权益分类	功能权益	普通用户	{{item.name}}会员
{{category.name}}	{{benefitItem.name}}

COMPUTER ANALYSIS OF LOW-COMPLEXITY AMINO ACID AND NUCLEOTIDE SEQUENCES

低复杂性氨基酸和核苷酸序列的计算机分析

基本信息

批准号：
6111060
负责人：
JOHN C. WOOTTON
金额：
--
依托单位：
NATIONAL LIBRARY OF MEDICINE
依托单位国家：
美国
项目类别：
财政年份：
资助国家：
美国
起止时间：
至
项目状态：
未结题

来源：
https://reporter.nih.gov/project-details/6111060
关键词：
chemical information system computer assisted sequence analysis computer data analysis computer system design /evaluation nucleic acid repetitive sequence nucleic acid sequence protein sequence protein structure function statistics /biometry

项目摘要

The goal of this project is to define, classify and analyze, using computational analysis, segments of protein and nucleotide sequences showing compositional bias or improbably low compositional complexity. In protein sequences, these include the abundant residue clusters of predominantly one or a few amino acid types, which commonly contain homopolymeric tracts or mosaics of these, aperiodic patterns and sections of low-period repeats. Other common examples include long non-glomerular domains. The abundance of biased segments in both amino acid and nucleotide sequence databases has been determined, and their properties are being related to evidence of biological functions. Different formal definitions of local compositional complexity were used to make unbiased identification of low-complexity segments, at different levels of stringency. Algorithms were refined to (a) select segments for further study, (b) filter out non-informative segments prior to database searches, and c) discover and analyze regions in which compositional bias is present in periodically-spaced rather than contiguous residues. New methods for automated classification and neighboring of low-complexity sequences have been developed. B. Abundance and biological properties: Approximately 25% of the residues in protein databases are in compositionally biased segments (including some known long non-globular regions) and approximately 55% of proteins contain one or more such segments. Interspersed low-complexity sequences are particularly abundant in many segments. Interspersed low-complexity sequences are particularly abundant to many eukaryotic proteins crucial in morphogenesis and embryonic development, RNA processing, transcriptional regulation, signal transduction and aspects of cellular and extracellular structural integrity. The limited structural information available for low-complexity regions of proteins indicates that they are generally non-globular and polymorphic or mobile. The project is highlighting the high abundance and biological importance of low-complexity protein segments. Knowledge of their molecular structure and dynamics is beginning to emerge in a few cases, but these are a minority. This is a priority area for future research. The methods recently developed to analyze nucleotide sequences are revealing many new and intricate compositional features. These methods are valuable in eliminating many artifacts in sequence database searches and alignment analysis.
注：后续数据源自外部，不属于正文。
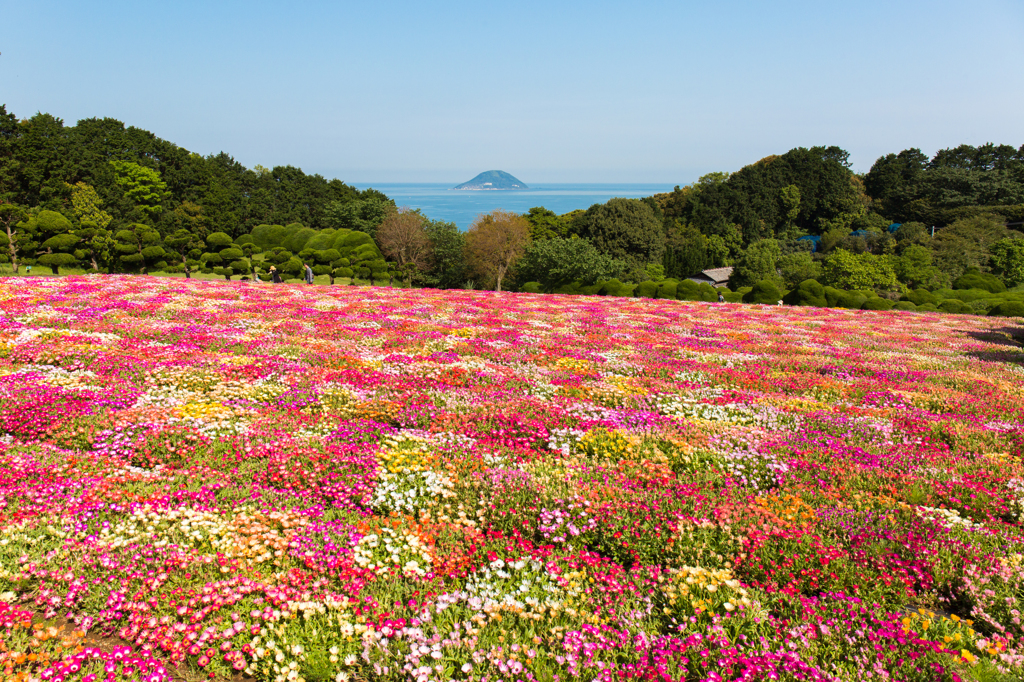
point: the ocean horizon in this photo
(439, 202)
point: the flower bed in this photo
(366, 483)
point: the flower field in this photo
(280, 482)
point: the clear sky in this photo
(552, 91)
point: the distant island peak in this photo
(494, 180)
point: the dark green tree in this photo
(556, 261)
(449, 245)
(138, 249)
(625, 228)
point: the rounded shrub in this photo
(808, 292)
(921, 297)
(976, 280)
(708, 293)
(954, 306)
(687, 291)
(646, 290)
(763, 292)
(1008, 309)
(851, 299)
(877, 303)
(667, 289)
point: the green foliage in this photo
(808, 292)
(765, 292)
(137, 248)
(975, 279)
(1008, 309)
(853, 271)
(546, 224)
(914, 268)
(921, 297)
(360, 215)
(624, 228)
(557, 261)
(1008, 260)
(965, 244)
(759, 262)
(646, 290)
(877, 303)
(448, 243)
(141, 185)
(667, 289)
(686, 252)
(687, 291)
(798, 266)
(954, 306)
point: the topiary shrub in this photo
(687, 291)
(646, 290)
(921, 297)
(832, 296)
(975, 279)
(763, 292)
(808, 292)
(667, 289)
(877, 303)
(953, 306)
(851, 299)
(1008, 309)
(708, 293)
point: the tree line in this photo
(108, 198)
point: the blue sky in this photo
(393, 91)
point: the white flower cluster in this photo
(1016, 486)
(390, 549)
(411, 492)
(564, 440)
(947, 518)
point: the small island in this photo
(494, 180)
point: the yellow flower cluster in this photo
(694, 590)
(404, 454)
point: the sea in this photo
(439, 202)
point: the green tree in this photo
(788, 198)
(625, 228)
(914, 268)
(138, 249)
(494, 245)
(402, 237)
(556, 261)
(759, 262)
(847, 270)
(223, 256)
(797, 267)
(363, 215)
(57, 240)
(686, 251)
(1008, 259)
(545, 224)
(14, 239)
(449, 246)
(141, 185)
(9, 162)
(965, 244)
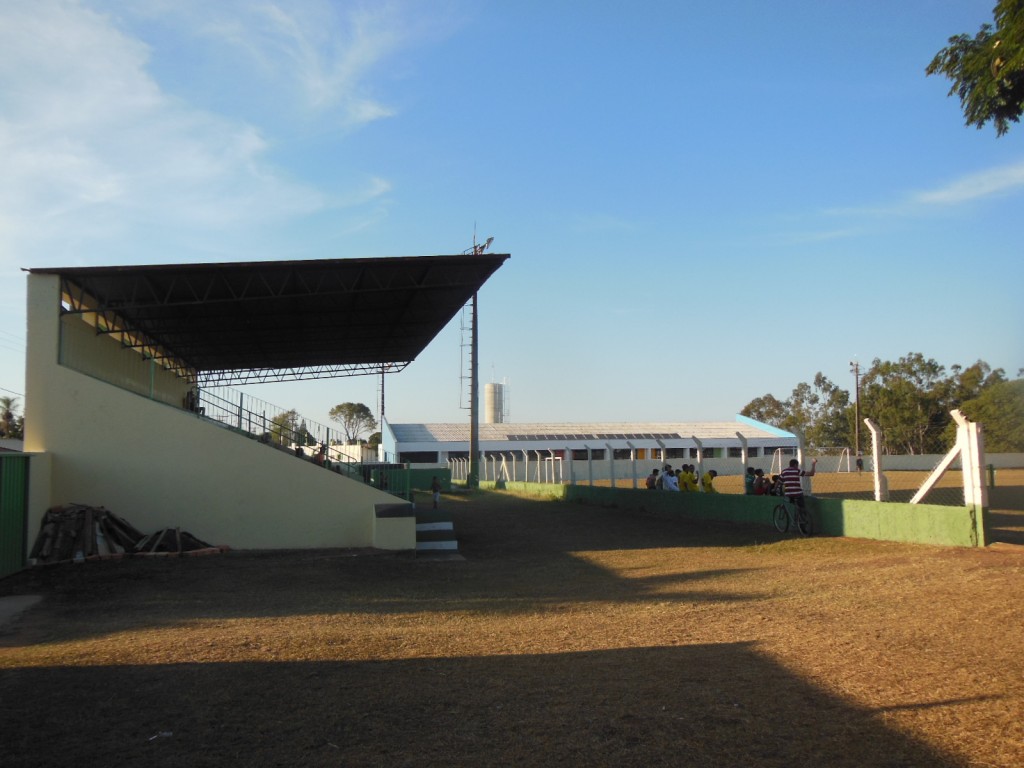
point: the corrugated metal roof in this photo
(646, 432)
该项目的目标是定义、分类和使用计算分析来分析蛋白质片段和显示组成偏差的核苷酸序列，或成分复杂性低得不可思议。的蛋白质序列，这些包括丰富的残基簇主要是一种或几种氨基酸类型，其通常含有这些的均聚物的片段或镶嵌物，非周期性的低周期重复的模式和部分。其他常见实例包括长的非肾小球结构域。的在氨基酸和氨基酸序列中的偏向片段的丰度已经确定了核苷酸序列数据库，他们的财产与生物功能。局部成分的不同形式定义复杂性被用来进行公正的鉴定，低复杂度的部分，在不同的严格程度。算法被改进为（a）选择片段以用于进一步的研究，（B）在数据库搜索，以及c）发现和分析这种成分偏差存在于而不是连续的残留物。自动化的新方法低复杂度序列的分类与邻接已经被开发出来。 B。生物学特性：约25% 在蛋白质数据库中，偏置段（包括一些已知的长非球形大约55%的蛋白质含有一个或多个区域，更多这样的片段散布低复杂度序列在许多环节中特别丰富。穿插低复杂度序列对于许多真核生物蛋白质在形态发生和胚胎发育中起关键作用发育，RNA加工，转录调控，信号转导和细胞和细胞外结构完整性有限的结构低复杂度区域的可用信息蛋白质表明它们通常是非球形的，多态的或移动的。该项目突出了高丰度和低复杂性蛋白质片段的生物学重要性。了解它们的分子结构和动力学，开始出现在少数情况下，但这些都是一个少数这是未来研究的优先领域。近年来发展起来的核苷酸分析方法序列揭示了许多新的和复杂的组成特征。这些方法在以下方面很有价值：消除了序列数据库搜索中的许多伪像和对齐分析。